While key Senate races are mostly in conservative red states that Trump swept in 2016, many of the swing House races are in suburban districts where voters tend to be more moderate.

A Washington Post poll of 69 battleground House districts Sept. 19 to Oct. 5 – as Kavanaugh's nomination was being debated – found women's support crucial in giving Democrats a narrow 50 percent-46 percent edge over Republicans in the contests that are likely to determine which party elects the next speaker of the House. Women supported Democratic candidates by 14 points, 54 percent to 40 percent. Men supported Republican candidates by 5 points, 51 percent to 46 percent.

In these districts, the "Kavanaugh effect" may be galvanizing voters who felt it was his accuser who wasn't given a fair hearing.

"It was just another, additional piece of evidence for Democratic voters and particularly Democratic women that ... women are not valued as much as men, and they aren't to be believed, and they don't matter," said Shana Kushner Gadarian, a political scientist at the Maxwell School of Syracuse University. "Since 2016, there's been a big push against that. That's one reason women say they're running: We need more women's voices. The Kavanaugh hearings were an additional piece of evidence that there needs to be more women's voices in politics."

As Election Day approaches:

  • The gender gap has become a chasm. In a CNN poll released Tuesday, women by 30 percentage points, 63 percent to 33 percent, said they more likely to vote for the Democratic congressional candidate in their district rather than the Republican. Men by five percentage points, 50 percent to 45 percent, said they were likely to vote for the Republican.
  • An unprecedented number of women are running for office, most of them as Democrats. The Rutgers Center for American Women and Politics calculates that 235 women already have been nominated for the House; the previous record was 167. Twenty-two to date for the Senate; the record was 18. Sixteen for governor; the record was 10.
  • Gender issues, including allegations of sexual assault by powerful men, have been more central than in any election in a generation. That has been the case since the the "Access Hollywood" audio tape surfaced in October 2016 of Trump bragging about grabbing and kissing women without their consent. The past year has seen the explosion of the #MeToo movement, exposing sexual harassment by powerful men in business, government, the entertainment world and the news media.

A fundamental shift

The day after Trump's inauguration, the massive Women's March signaled the strength of the resistance to his presidency. Now the coalition of groups that helped organize the Women's Marches is holding a series of them leading up to the midterms, beginning in Chicago and Massachusetts on Saturday. Later this month, "Marches on the Polls" are scheduled in Seattle; Atlanta; Houston; Little Rock, Arkansas; North Carolina; South Carolina; and Washington, D.C.

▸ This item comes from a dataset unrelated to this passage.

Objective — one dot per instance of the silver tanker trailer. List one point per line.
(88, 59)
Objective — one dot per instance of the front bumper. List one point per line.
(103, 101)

The series concludes with marches planned for New York City and on college campuses on Election Day.

There's still time before Nov. 6 for a new controversy to erupt that persuades Americans to change their vote or determines whether they go to the polls – the single-most crucial task in midterm elections. Trump, who has been doing more campaign rallies for the midterms than any modern president, looms as a wild card.

That said, this fall's midterms are poised to provide the latest evidence of a fundamental shift in American politics: the movement of white college-educated women (many of them once Republican or Republican-leaning) to the Democrats, and the movement of white men without a college education (part of the old FDR Democratic coalition) to the GOP.

Trump didn't start this shift, but he has accelerated it.

In the latest Wall Street Journal/NBC Poll, taken before Kavanaugh's confirmation, the gap between these two crucial voting groups was breathtaking. White college-educated women said they planned to vote for the Democratic congressional candidate by 23 points. White working-class men said they planned to vote for the Republican by 29 points.

If that trend holds, it might well mean that the gender wars are just getting started.